Em 384, pouco antes de completar trinta anos, Agostinho se mudou para Milão, para achar trabalho como professor de retórica. Em Milão, começou a ouvir o bispo local, Ambrósio, a princípio apenas pelo domínio da arte retórica do pregador, e talvez por influência de Mônica, que o havia seguido. Mas nesse período ele ainda esperava encontrar a felicidade nos prazeres da vida desregrada, quando fez a conhecida oração: “Peço castidade e pureza, mas não para hoje!” (Conf. 8.7).

Foi também naquela altura que chegou à conclusão que a posição que havia conquistado e a sabedoria que tinha adquirido não eram suficientes para fazê-lo feliz.
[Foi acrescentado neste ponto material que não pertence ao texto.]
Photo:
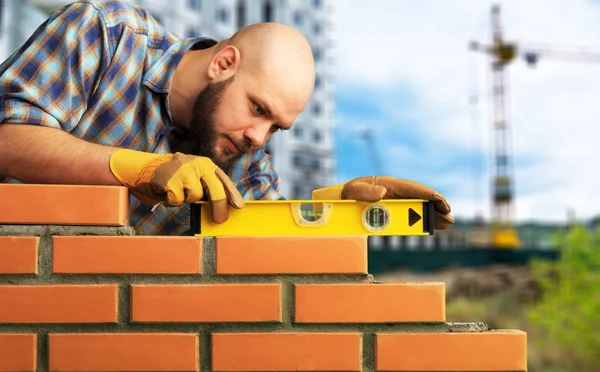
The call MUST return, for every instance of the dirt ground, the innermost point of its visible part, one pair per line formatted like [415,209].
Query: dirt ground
[473,282]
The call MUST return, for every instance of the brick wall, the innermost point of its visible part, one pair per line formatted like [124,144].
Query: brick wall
[80,292]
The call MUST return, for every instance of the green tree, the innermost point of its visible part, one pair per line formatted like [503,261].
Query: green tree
[567,318]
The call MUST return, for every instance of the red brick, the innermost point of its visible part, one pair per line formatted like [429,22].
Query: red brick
[18,352]
[124,352]
[469,351]
[286,352]
[58,303]
[291,255]
[366,303]
[126,254]
[18,254]
[206,303]
[64,204]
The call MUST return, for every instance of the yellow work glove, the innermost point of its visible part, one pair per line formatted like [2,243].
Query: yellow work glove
[375,188]
[174,179]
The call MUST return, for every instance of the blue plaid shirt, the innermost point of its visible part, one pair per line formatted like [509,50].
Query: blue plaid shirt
[102,71]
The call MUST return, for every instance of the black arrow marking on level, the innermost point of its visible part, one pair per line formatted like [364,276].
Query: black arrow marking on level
[413,217]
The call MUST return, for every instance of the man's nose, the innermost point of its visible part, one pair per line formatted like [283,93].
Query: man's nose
[257,134]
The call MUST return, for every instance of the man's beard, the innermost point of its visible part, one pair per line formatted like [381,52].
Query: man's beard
[200,138]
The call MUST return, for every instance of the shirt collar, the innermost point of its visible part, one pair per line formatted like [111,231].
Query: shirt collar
[160,75]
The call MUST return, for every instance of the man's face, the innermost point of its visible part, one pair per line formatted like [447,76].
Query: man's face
[235,116]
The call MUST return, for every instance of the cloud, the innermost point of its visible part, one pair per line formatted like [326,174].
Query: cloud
[410,61]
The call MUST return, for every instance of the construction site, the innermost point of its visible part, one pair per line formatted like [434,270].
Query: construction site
[499,239]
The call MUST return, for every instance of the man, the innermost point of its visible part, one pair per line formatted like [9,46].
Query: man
[102,94]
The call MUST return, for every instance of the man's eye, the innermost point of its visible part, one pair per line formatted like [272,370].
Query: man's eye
[259,110]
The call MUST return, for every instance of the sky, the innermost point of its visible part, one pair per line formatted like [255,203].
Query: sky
[403,70]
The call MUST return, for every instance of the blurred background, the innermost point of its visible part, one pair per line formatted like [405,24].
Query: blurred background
[493,104]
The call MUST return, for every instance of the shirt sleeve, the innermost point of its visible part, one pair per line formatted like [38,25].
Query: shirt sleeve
[255,177]
[49,80]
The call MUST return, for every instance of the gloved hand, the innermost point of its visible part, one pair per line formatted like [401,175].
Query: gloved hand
[373,189]
[175,179]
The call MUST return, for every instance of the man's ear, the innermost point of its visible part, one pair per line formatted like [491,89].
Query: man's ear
[226,61]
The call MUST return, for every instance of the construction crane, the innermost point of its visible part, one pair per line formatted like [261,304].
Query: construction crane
[503,233]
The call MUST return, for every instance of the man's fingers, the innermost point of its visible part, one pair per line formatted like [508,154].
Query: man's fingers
[193,191]
[233,195]
[406,189]
[363,192]
[217,197]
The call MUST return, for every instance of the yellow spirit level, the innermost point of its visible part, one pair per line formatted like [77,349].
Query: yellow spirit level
[323,217]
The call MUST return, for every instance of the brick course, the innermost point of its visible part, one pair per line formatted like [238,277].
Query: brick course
[82,294]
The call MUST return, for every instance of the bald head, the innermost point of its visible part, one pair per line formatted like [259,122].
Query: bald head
[279,59]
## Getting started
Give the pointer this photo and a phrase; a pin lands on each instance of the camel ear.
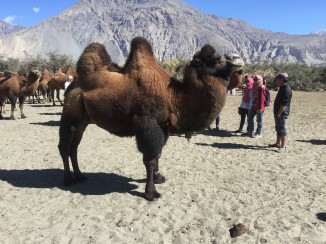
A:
(196, 62)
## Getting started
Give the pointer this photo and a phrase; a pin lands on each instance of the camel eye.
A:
(196, 62)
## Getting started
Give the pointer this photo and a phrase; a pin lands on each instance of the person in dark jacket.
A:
(257, 107)
(282, 105)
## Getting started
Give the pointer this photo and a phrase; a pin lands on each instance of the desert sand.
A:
(213, 182)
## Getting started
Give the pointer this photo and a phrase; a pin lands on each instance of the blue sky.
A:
(289, 16)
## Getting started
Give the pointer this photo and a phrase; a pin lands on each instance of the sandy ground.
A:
(213, 182)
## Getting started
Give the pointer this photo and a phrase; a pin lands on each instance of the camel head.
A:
(34, 75)
(227, 66)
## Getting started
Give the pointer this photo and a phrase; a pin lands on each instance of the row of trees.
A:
(301, 76)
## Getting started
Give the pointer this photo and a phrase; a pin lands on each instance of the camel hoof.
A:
(152, 196)
(158, 178)
(68, 180)
(79, 178)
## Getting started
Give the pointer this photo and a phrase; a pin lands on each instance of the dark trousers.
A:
(243, 114)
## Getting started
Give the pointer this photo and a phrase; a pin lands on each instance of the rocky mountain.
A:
(320, 32)
(6, 29)
(175, 29)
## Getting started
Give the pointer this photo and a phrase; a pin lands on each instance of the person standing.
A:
(281, 110)
(257, 107)
(245, 104)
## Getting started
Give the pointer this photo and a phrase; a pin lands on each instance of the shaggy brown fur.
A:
(143, 101)
(13, 86)
(57, 82)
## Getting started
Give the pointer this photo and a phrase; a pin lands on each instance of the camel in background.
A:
(58, 81)
(12, 86)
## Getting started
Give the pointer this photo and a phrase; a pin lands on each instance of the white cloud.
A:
(9, 19)
(36, 10)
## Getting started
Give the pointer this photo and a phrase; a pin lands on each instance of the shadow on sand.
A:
(47, 123)
(97, 183)
(314, 141)
(321, 216)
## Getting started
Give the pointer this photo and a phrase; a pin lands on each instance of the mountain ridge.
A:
(175, 29)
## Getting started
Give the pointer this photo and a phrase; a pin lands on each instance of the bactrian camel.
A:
(57, 82)
(143, 101)
(12, 86)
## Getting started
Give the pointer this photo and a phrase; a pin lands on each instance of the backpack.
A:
(268, 100)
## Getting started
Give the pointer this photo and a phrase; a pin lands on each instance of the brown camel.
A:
(143, 101)
(57, 83)
(43, 86)
(13, 87)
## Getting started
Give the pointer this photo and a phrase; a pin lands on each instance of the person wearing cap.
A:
(281, 110)
(245, 104)
(257, 107)
(68, 82)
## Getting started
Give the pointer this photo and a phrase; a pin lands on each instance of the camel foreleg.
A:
(13, 101)
(77, 136)
(70, 137)
(58, 97)
(21, 106)
(150, 139)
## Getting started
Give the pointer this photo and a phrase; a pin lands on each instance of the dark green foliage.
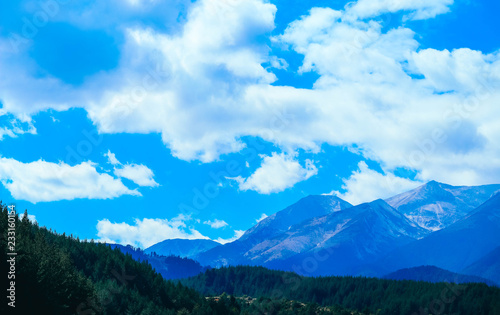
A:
(367, 295)
(56, 274)
(170, 267)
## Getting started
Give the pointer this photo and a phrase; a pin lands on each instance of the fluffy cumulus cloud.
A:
(216, 224)
(44, 181)
(146, 232)
(277, 173)
(366, 185)
(207, 84)
(138, 173)
(419, 9)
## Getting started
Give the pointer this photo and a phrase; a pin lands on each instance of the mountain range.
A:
(454, 228)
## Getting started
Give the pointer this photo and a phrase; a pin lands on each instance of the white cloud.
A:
(206, 86)
(262, 217)
(146, 232)
(276, 173)
(216, 224)
(112, 158)
(366, 185)
(237, 235)
(16, 127)
(139, 174)
(420, 9)
(31, 217)
(44, 181)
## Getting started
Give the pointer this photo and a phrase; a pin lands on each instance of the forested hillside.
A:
(59, 274)
(170, 267)
(369, 295)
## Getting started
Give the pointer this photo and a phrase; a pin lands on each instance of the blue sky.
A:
(136, 121)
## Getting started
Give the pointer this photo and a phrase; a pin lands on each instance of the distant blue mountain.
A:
(170, 267)
(340, 243)
(434, 274)
(181, 247)
(240, 251)
(487, 267)
(455, 247)
(435, 206)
Mas somente em 15 de agosto de 386 veio finalmente à experiência de conversão. Em uma certa tarde, ele se achou em lágrimas, sob total desespero por não achar solução para seus conflitos internos, quando, de repente, ouviu a voz de uma criança cantando: “Toma e lê, toma e lê”. 

Ele concluiu que Deus estava falando para ele abrir as Escrituras e ler a primeira passagem em que pusesse os olhos. Agostinho pegou uma coleção das Cartas de Paulo e, quando abriu, seus olhos pararam sobre Romanos 13.13,14. Pronto, aquela leitura o convenceu que tudo o que ele precisava era confiar somente em Deus. Em suas Confissões, Agostinho lamenta por ter resistido à fé por tanto tempo: “Tarde te amei, ó beleza tão antiga e tão nova. Tarde te amei” (Conf. 10.27).

Agostinho foi batizado por Ambrósio em Milão, na Páscoa de 387. Seu filho morreu nessa época e não mais ouvimos falar sobre sua namorada. Convertido e batizado, decidiu seguir a vida de monge, voltou para a África e fundou um mosteiro, tendo inclusive estabelecido um conjunto de regras para os monges. Séculos depois, em 1244 d.C., com a permissão do Papa Inocêncio IV, um grupo de religiosos fundou uma ordem religiosa que seguiria as regras estabelecidas por Agostinho. Nasceria a Ordem de Santo Agostinho, cujo monge mais famoso talvez seja Martinho Lutero, da qual também viria o Papa Leão XIV, eleito pelo conclave em 8 de maio de 2025, o primeiro Papa agostiniano.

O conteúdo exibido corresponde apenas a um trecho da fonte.